The funds are also reacting to the pushback against Exchange Traded Funds (ETFs), the guiding investment principle of the decade for the big firms. In this strategy, investments are made in thousands of businesses through passive equity vehicles that track indexes, not individual companies. With trillions parked in index funds which measure value by scoring macro-trends in specific sectors, the investment firms were reduced to passive investors, with little engagement with the executives and boards of companies.

That game has changed. Fink says, “the growth of indexing demands that we now take this [oversight of governance] to a new level.”

It has certainly captured the attention of public companies who are now scrambling to implement CR policies if they didn’t have any, and to review current CR policies for upgrades.
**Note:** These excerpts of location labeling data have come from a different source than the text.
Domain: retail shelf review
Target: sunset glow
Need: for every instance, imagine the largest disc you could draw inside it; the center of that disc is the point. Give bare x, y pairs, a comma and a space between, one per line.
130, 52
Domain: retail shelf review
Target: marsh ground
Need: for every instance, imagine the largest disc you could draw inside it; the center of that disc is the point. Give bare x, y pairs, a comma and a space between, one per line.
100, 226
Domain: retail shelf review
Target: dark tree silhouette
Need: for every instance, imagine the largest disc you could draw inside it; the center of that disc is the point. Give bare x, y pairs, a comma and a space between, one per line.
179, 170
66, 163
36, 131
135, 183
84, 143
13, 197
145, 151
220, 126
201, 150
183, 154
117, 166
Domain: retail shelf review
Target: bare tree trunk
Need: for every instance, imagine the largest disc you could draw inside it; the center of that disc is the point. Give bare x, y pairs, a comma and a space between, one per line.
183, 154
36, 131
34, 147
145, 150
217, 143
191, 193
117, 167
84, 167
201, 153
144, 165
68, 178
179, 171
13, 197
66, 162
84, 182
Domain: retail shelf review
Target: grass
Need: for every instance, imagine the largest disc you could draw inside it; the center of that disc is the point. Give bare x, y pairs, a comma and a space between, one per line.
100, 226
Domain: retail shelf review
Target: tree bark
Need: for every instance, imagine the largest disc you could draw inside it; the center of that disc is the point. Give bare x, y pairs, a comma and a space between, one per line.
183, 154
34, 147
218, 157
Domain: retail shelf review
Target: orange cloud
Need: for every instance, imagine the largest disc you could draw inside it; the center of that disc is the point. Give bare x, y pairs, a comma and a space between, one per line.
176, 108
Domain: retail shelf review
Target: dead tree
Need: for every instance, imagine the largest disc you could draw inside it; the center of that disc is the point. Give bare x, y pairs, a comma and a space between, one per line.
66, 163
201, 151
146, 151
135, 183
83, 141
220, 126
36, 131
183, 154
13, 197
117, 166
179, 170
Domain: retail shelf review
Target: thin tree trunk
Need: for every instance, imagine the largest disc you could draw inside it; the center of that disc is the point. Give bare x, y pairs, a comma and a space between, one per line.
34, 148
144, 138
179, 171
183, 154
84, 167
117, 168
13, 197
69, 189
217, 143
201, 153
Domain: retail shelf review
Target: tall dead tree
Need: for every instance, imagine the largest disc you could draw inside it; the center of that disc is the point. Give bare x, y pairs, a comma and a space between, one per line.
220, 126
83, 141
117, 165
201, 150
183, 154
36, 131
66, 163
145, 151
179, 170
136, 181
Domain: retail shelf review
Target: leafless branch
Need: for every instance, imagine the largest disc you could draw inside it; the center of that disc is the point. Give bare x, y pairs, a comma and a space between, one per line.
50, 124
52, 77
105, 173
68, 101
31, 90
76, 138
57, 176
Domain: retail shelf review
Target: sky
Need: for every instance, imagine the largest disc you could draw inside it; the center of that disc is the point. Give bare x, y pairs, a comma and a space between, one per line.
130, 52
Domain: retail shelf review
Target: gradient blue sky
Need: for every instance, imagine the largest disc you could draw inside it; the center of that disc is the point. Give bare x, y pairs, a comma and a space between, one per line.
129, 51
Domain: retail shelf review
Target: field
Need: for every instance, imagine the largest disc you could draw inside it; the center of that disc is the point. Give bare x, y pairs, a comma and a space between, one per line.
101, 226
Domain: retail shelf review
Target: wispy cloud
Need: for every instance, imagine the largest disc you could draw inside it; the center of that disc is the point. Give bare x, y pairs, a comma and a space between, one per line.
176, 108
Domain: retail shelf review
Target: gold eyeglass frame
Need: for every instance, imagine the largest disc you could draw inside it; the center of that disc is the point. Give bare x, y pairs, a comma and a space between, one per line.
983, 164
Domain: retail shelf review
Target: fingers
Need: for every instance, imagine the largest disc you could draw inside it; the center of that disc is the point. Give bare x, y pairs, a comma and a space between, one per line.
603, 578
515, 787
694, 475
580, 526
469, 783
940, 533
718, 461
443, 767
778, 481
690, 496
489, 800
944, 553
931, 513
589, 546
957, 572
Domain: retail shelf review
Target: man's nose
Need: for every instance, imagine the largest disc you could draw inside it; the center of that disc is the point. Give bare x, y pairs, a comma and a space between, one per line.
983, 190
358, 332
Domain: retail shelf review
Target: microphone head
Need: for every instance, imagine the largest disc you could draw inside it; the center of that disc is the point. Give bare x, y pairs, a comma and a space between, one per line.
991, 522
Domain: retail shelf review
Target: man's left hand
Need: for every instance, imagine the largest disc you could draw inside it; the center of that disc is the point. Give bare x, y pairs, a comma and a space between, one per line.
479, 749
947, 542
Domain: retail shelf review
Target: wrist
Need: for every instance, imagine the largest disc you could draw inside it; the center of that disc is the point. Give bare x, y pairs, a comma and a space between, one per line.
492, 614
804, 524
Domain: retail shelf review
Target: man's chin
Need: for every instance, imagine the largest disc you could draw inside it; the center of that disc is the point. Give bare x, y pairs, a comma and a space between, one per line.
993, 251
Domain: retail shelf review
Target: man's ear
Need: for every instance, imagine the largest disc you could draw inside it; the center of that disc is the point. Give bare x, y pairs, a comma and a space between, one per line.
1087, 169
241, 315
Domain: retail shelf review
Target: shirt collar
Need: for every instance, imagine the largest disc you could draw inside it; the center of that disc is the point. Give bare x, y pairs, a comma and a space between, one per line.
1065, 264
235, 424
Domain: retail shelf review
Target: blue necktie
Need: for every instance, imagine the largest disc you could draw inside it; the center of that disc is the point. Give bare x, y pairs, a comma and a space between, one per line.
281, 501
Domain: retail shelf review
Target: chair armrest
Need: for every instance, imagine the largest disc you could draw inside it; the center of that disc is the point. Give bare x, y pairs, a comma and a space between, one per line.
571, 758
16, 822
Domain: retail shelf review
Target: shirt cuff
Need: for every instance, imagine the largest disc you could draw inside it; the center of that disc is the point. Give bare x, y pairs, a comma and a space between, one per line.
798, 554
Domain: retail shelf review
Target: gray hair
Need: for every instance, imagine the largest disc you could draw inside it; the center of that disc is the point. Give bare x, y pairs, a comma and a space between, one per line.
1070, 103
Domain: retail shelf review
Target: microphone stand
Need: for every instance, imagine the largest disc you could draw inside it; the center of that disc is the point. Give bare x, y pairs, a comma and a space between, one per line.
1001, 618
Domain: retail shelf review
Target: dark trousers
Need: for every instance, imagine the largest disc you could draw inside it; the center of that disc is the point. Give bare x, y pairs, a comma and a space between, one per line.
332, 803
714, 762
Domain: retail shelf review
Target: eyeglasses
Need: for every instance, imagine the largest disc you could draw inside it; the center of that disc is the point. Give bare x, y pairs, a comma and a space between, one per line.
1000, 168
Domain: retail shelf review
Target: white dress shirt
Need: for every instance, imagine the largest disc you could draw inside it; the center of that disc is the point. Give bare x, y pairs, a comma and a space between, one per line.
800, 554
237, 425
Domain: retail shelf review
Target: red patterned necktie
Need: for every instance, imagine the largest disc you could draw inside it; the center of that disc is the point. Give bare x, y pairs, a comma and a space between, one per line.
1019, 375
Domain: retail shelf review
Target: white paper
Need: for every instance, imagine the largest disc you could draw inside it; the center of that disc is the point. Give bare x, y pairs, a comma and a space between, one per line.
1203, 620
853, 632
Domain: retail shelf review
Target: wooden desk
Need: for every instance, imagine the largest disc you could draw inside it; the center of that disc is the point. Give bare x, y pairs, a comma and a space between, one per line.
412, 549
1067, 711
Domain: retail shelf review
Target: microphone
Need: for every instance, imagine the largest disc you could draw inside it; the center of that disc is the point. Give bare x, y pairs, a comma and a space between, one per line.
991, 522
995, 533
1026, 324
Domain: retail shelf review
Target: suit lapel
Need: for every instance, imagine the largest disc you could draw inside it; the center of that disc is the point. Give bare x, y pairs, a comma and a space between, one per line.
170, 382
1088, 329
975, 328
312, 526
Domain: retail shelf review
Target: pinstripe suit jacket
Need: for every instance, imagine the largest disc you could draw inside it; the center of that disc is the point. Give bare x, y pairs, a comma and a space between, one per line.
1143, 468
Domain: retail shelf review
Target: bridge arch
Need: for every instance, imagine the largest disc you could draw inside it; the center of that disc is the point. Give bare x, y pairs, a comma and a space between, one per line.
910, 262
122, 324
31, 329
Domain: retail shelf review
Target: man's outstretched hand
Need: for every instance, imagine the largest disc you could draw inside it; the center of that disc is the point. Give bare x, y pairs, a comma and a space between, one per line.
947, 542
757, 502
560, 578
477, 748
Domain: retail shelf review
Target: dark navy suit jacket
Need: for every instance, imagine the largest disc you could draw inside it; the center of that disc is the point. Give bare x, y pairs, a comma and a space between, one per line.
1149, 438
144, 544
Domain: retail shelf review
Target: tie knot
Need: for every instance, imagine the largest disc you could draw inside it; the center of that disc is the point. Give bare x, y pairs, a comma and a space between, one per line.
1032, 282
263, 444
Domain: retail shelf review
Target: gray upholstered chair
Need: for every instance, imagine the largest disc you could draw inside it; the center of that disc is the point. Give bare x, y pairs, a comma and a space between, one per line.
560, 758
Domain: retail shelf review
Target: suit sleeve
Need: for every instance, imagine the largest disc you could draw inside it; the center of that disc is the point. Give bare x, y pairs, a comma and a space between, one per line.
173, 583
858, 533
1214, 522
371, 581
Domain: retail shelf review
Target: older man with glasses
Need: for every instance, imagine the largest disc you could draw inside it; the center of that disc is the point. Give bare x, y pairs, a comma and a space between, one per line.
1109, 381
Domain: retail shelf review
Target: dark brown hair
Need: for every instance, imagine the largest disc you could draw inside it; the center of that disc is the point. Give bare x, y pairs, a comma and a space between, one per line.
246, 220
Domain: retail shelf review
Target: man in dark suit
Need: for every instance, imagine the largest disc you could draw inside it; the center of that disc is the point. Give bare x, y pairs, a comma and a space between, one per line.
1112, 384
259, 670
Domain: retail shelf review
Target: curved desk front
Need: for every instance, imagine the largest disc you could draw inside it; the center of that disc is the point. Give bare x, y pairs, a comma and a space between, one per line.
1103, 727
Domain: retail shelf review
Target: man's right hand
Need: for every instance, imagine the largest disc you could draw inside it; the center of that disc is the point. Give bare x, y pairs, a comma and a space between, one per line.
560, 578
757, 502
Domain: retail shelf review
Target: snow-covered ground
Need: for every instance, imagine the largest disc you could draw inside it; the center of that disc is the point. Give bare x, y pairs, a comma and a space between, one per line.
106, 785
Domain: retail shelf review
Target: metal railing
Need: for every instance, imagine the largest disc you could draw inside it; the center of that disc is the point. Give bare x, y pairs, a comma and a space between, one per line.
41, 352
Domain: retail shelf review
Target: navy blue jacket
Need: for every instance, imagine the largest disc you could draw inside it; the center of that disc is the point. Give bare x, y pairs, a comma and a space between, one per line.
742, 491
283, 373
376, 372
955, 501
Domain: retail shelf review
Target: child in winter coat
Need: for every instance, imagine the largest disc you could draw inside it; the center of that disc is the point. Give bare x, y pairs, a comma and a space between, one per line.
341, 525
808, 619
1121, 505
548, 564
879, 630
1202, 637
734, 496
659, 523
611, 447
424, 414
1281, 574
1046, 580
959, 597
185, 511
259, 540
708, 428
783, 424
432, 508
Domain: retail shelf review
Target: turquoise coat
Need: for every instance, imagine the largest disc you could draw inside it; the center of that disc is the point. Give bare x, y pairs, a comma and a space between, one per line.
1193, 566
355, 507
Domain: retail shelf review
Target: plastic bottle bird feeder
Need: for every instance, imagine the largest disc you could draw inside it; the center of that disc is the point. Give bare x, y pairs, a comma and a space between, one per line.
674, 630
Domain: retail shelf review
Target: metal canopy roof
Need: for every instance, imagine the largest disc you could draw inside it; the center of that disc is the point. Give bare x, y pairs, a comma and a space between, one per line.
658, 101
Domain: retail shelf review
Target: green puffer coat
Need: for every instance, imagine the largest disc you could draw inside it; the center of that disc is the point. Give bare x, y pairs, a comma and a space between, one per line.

This shift has actually been underway for some time. The canary in the coal mine sang out last year, when BlackRock and Vanguard joined up to pressure ExxonMobil to report on the impact of climate change on its profit projections. It was an unprecedented move that was viewed as an anomaly, not a movement.

That initial solo warning has now escalated into a full-blown chorus of concern about governance that integrates social purpose.

Public companies, take notice. SRI (socially responsible investment) is becoming business-as usual.